Однажды я не мог не засмеяться в голос собственным глупостям, дверь открылась, и серовато-желтые глаза на серовато-желтом лице безмолвно на меня уставились. Дверь снова закрылась. Тогда в расследовании начался тот проклятый период, когда мне предлагали «уход без оружия» — в сумасшедший дом. Стоило только признать, что я не совсем в уме, что, собственно, и так всем давно уже ясно. Внешне предложение не было плохим, особенно когда подтверждалось сильными аргументами: лейтенант дружеским голосом рекомендовал согласиться, дескать, «несколько недель проведете там, а потом отправитесь домой — не лучше ли это, чем потерять голову или оказаться на много лет в тюрьме?»
Тюрьма? Почему? Где хоть какое-нибудь основание для приговора? То, что меня могут убить, при всей тогдашней ситуации, при ненависти богов, которую я чувствовал к себе, мне совсем не казалось невероятным. Я дразнил их и раздразнил, как ос. Конь ударит хвостом по кусающему его оводу. Но тюрьма? Это мне казалось тогда абсолютным абсурдом. Ведь у меня были «чистые руки».

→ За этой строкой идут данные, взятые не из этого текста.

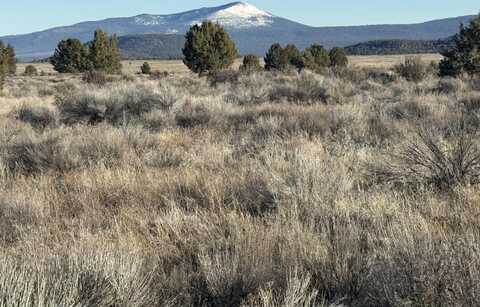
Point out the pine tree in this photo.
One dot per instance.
(208, 48)
(316, 57)
(465, 56)
(70, 56)
(104, 54)
(338, 57)
(294, 57)
(251, 63)
(146, 69)
(276, 58)
(7, 59)
(11, 61)
(114, 56)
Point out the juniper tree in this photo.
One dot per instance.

До войны я студентом анархично кричал во все горло против тогдашнего правительства. У меня были официально признанные четыре года борьбы против оккупации. После войны я, конечно, критиковал и пускал анекдоты, остроумно переделывал имена политиков и учреждений, писал сатирические стихи, которые читал по кафе, публично, в голос, и вся моя семья состояла из одних старых партизан, нелегалов в межвоенный период и людей, побывавших в немецких концентрационных лагерях. По искренней наивности я был уверен, что никакого основания для приговора или даже тюрьмы нет. И сумасшедшему дому я воспротивился, упершись всеми четырьмя конечностями.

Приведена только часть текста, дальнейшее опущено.